Reality has a habit of being more real than we expect. This is particularly true in the world of software—what looks like perfection on a whiteboard or in a test environment often turns out to be … well, less than perfect when it’s handling the unpredictability of a production workload. That’s why blue-green deploys, feature flags (or toggles), and canary deploys have become such essential tools for modern software teams: They allow teams to roll back changes quickly—or at least to minimize customer impact—if deploys go wrong.

At New Relic, we believe canary deploys provide the most effective means for us to deploy new services reliably in the least disruptive manner to our customers. In a canary deploy, you roll out new functionality for the first time on a subset of “canary” nodes across horizontally scaled services. You can randomly distribute the traffic to the canary nodes or base it on some predefined criteria (for example, deploy canary traffic to users you’ve identified as willing early adopters or those on a specific set of infrastructure). As you verify the that the canary isn’t causing problems, you roll out the change to more instances until all users have access to that new code. Deploying a small number of canary instances makes it significantly easier to roll back changes should the new code present issues for your users or infrastructure.

But what makes for an effective canary deploy? Here, we’ll look at some of the best practices we’ve evolved at New Relic for using canaries to move quickly while minimizing disruption to our users and our platform.

Considerations for effective canary deploys

In his talk “Canarying Well: Lessons Learned from Canarying Large Populations” from SRECon18, Štěpán Davidovič, a site reliability engineer from Google, defined what he calls, “the triangle of canarying."

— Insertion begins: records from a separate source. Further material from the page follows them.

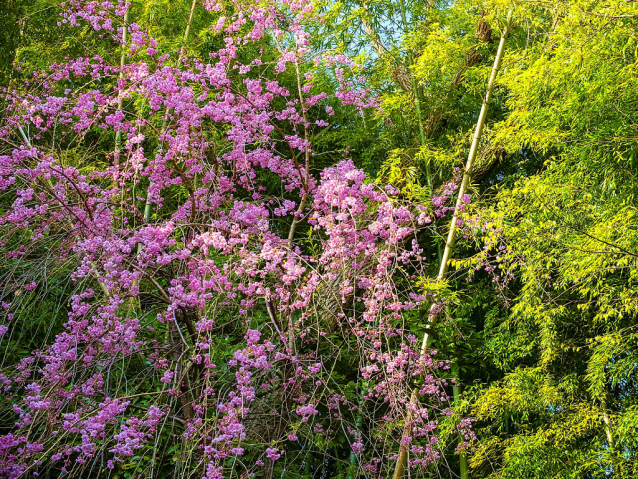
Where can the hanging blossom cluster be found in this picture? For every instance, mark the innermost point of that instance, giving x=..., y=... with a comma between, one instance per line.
x=208, y=312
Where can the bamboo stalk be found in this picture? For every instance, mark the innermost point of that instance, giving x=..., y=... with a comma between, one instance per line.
x=449, y=244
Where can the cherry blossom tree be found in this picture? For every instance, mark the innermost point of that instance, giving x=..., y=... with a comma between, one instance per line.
x=212, y=313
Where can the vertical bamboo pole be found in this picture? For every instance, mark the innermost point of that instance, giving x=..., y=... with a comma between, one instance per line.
x=449, y=244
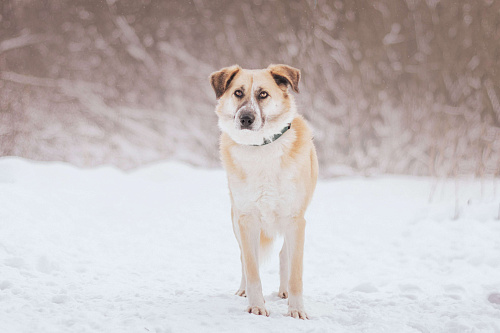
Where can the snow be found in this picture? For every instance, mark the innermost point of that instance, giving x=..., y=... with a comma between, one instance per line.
x=100, y=250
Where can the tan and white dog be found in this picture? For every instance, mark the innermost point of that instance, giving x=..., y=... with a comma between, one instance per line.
x=268, y=153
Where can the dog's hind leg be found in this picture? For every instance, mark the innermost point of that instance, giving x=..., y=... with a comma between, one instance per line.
x=284, y=265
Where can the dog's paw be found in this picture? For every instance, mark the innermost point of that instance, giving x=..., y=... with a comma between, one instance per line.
x=258, y=310
x=283, y=294
x=241, y=292
x=297, y=313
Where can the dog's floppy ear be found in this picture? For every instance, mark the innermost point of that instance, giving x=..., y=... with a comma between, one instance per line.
x=221, y=80
x=284, y=74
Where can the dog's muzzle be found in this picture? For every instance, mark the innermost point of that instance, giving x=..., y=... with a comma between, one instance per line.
x=246, y=120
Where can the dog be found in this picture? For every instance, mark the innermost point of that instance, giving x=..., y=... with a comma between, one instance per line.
x=267, y=150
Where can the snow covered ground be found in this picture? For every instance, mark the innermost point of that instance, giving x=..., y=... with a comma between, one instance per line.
x=100, y=250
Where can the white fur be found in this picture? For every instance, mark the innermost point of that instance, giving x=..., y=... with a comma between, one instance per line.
x=269, y=192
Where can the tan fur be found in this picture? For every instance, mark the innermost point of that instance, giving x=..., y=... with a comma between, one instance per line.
x=270, y=185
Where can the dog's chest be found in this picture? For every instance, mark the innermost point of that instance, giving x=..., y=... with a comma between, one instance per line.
x=268, y=191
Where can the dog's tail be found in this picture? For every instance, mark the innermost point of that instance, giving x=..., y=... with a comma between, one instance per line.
x=266, y=245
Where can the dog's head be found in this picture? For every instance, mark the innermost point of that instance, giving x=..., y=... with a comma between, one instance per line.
x=255, y=104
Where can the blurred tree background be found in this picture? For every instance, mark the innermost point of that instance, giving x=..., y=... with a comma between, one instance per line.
x=395, y=86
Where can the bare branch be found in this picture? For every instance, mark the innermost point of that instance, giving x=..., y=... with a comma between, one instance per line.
x=22, y=41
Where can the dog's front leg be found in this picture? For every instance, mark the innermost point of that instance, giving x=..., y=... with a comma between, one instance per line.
x=294, y=240
x=250, y=239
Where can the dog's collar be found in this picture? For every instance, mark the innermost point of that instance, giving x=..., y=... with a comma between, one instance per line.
x=275, y=136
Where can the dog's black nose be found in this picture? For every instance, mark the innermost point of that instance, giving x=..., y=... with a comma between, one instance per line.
x=246, y=120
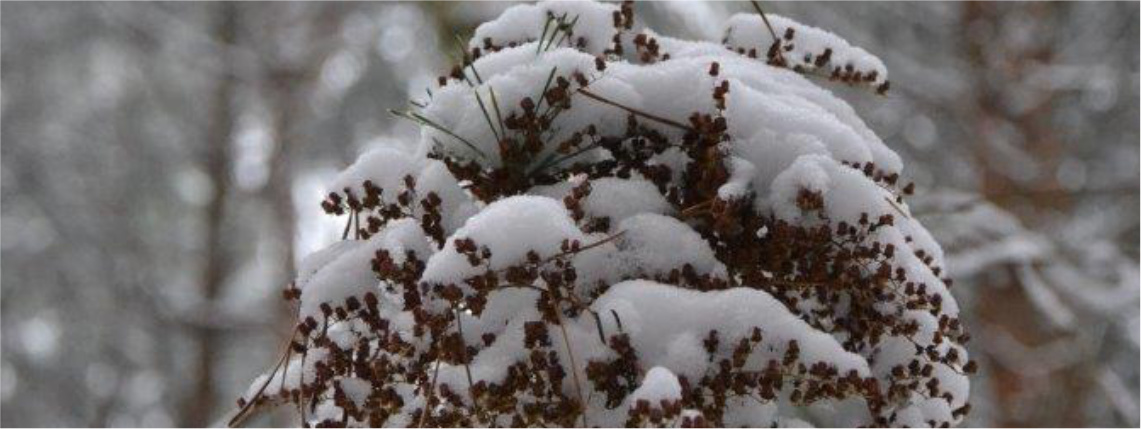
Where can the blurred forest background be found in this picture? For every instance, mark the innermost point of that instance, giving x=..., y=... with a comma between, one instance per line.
x=162, y=167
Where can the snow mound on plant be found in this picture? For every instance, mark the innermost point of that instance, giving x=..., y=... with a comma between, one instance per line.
x=550, y=280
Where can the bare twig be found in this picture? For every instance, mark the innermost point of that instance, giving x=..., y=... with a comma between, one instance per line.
x=634, y=111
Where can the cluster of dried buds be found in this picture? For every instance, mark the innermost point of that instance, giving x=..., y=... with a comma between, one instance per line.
x=841, y=269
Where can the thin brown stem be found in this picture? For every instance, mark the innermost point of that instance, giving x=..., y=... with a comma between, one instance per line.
x=636, y=112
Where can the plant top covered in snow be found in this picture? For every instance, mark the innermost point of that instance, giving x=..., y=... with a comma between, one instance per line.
x=604, y=226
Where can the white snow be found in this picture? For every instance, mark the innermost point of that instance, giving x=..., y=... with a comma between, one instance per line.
x=786, y=135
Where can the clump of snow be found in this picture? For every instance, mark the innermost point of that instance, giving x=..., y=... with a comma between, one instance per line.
x=787, y=153
x=528, y=23
x=349, y=273
x=658, y=385
x=510, y=228
x=803, y=46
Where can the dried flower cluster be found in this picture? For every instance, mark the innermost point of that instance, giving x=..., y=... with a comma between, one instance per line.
x=581, y=257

The key to effective canary deploys, Štěpán explains, is finding the right balance between three different concerns:

  • Canary time: Slower canary rollouts mean better data but reduced velocity.
  • Canary size: Using a larger set of canary instances provides a better representation of the overall population but also increases the impact of bad canaries.
  • Metric selection: Using a larger set of metrics to evaluate canary vs. non-canary instances can increase the predictive accuracy of a canary deploy, but it can also introduce noise and false signals into the evaluation.

With these concerns in mind, here are nine best practices we rely on at New Relic for using canaries.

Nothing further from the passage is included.